Q2.   What is the current effectiveness of the following etc.

  15.  The majority of the Recommendations contained within Safety First have to some degree been implemented. Recommendation 12 of Safety First relates to NHS Trusts adopting an honest and open approach with patients particularly when errors occur. This is not an easy route and progress in this area is extremely slow. Many healthcare workers receive little or no training in skills of communicating with patients. Many are unprepared for the trauma of emotional reaction to adverse events; others fear aggressive confrontation when news is imparted and some are cautious of possible recriminations, disciplinary action and possible litigation. Legislation approved by Parliament in recent years includes mandatory provisions for openness with patients. The Health Act 2006 and the Code of Practice on Prevention & Control of Healthcare Associated Infections (Duty 5) requires that NHS Trusts provide information on HCAI to patients and public. Unfortunately many NHS Trusts are still not compliant with this duty. This places patient safety at risk and also potentially exposes other members of the community at risk of transmission of disease.

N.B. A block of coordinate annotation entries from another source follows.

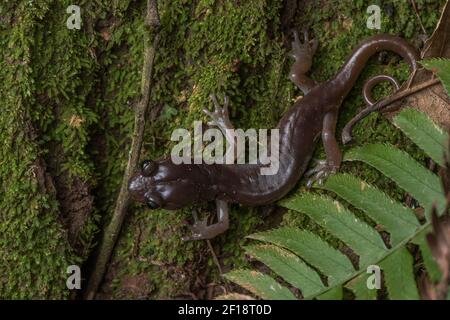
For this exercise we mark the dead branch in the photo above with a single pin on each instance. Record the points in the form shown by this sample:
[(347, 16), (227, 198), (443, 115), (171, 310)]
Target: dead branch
[(112, 230)]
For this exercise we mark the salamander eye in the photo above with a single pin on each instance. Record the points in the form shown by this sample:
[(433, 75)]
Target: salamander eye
[(152, 204), (148, 167)]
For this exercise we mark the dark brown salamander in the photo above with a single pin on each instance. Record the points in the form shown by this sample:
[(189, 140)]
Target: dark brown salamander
[(163, 184)]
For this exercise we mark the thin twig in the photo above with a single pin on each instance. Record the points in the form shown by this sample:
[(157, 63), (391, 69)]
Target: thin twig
[(112, 230), (213, 254)]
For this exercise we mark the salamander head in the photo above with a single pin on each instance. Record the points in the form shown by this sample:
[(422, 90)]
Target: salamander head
[(163, 184)]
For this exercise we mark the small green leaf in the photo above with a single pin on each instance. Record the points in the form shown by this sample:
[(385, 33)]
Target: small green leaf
[(289, 267), (399, 275), (332, 263), (391, 215), (423, 132), (260, 284), (342, 223), (441, 67), (412, 177)]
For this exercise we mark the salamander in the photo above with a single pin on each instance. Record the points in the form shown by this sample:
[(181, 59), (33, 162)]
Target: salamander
[(163, 184)]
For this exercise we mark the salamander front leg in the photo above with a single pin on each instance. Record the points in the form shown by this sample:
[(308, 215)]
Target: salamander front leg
[(202, 231), (303, 53), (333, 153)]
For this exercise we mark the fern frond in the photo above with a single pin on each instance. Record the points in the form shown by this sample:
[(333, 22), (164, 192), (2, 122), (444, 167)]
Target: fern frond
[(441, 67)]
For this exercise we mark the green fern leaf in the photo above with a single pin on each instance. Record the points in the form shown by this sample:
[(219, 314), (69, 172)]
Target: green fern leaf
[(392, 216), (399, 275), (423, 132), (260, 284), (412, 177), (342, 223), (289, 267), (441, 67), (306, 245)]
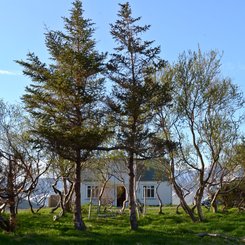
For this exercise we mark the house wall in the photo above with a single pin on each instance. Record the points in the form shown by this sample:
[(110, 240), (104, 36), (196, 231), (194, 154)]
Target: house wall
[(164, 191), (110, 194)]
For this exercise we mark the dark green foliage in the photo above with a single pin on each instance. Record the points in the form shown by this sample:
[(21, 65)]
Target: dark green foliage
[(132, 68), (65, 96)]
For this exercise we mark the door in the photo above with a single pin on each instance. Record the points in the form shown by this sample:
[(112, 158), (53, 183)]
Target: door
[(121, 195)]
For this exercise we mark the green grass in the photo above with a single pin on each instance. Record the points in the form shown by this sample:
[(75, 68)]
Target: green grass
[(168, 228)]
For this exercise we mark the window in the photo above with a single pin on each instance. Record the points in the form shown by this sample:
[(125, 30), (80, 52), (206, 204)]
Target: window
[(149, 191), (92, 190)]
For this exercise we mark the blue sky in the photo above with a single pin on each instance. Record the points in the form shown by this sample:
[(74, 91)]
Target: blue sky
[(176, 25)]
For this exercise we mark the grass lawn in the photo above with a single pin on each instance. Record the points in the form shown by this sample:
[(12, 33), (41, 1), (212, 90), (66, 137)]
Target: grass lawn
[(168, 228)]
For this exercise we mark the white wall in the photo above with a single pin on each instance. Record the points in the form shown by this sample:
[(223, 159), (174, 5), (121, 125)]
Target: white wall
[(164, 191)]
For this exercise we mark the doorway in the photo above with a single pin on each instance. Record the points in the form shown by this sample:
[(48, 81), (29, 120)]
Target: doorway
[(121, 195)]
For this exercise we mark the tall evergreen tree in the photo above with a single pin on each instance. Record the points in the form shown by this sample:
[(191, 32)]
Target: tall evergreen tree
[(65, 96), (132, 68)]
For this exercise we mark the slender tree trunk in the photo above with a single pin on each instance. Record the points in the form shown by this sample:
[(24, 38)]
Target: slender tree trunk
[(214, 201), (125, 201), (132, 199), (67, 204), (77, 217), (102, 190), (198, 200), (11, 199), (183, 203), (159, 199)]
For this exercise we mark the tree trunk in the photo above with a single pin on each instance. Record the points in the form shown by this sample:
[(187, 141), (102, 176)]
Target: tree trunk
[(77, 216), (198, 200), (183, 203), (11, 199), (67, 204), (132, 199), (101, 194), (214, 201), (125, 201), (159, 200)]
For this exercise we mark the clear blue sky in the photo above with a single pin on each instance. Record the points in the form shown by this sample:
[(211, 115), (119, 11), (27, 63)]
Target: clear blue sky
[(176, 25)]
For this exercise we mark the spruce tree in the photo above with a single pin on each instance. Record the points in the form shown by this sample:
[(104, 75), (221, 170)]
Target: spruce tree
[(135, 92), (65, 96)]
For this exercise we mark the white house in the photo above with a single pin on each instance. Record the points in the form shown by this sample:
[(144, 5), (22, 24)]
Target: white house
[(117, 188)]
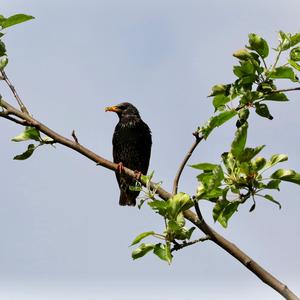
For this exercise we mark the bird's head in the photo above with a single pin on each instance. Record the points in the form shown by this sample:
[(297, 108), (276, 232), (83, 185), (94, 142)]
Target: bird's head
[(123, 109)]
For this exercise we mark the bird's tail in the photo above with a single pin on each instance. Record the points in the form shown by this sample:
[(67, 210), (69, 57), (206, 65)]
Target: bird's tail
[(127, 199)]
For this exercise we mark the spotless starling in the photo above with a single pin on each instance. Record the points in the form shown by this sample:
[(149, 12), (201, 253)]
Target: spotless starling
[(131, 148)]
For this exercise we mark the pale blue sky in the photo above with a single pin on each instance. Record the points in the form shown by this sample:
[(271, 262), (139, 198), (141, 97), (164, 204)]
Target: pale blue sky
[(62, 233)]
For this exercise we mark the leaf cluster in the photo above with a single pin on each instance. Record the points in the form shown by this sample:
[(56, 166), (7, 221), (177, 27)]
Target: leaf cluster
[(240, 177), (31, 133), (255, 85), (172, 212), (5, 23)]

  16.  The World Alliance for Patient Safety promotes "Open Disclosure" which the UK Government as a member of the World Health Organization is also committed. The European Union Strategy on Patient Safety to be published possibly November 2008 contains reference to honesty and openness with compassionate communication of information. There is a school of thought that suggests that specific mandatory provision, with sanctions, should be applied to "Being Open." It would, however, be more beneficial if Parliamentarians ensured that the proposed NHS Constitution contained explicit provision for patients (their families and/or carers) to be informed of all information regarding their treatment, including adverse events.

  17.  Patient safety needs to be re-embedded into the ethos of the NHS at all levels. Each NHS Trust and those required to register as healthcare and/or social care providers in accordance with the Health & Social Care Act 2008 should ensure that their quality standards include patient safety. A situation must not be allowed to further develop whereby patient safety is a "bolt-on" to service provision and pursuit of financial advantage. If Patient Choice is to be a reality then there has to be transparency in respect of patient safety and those establishments which a re negligent in this regard can be judged by patients and public.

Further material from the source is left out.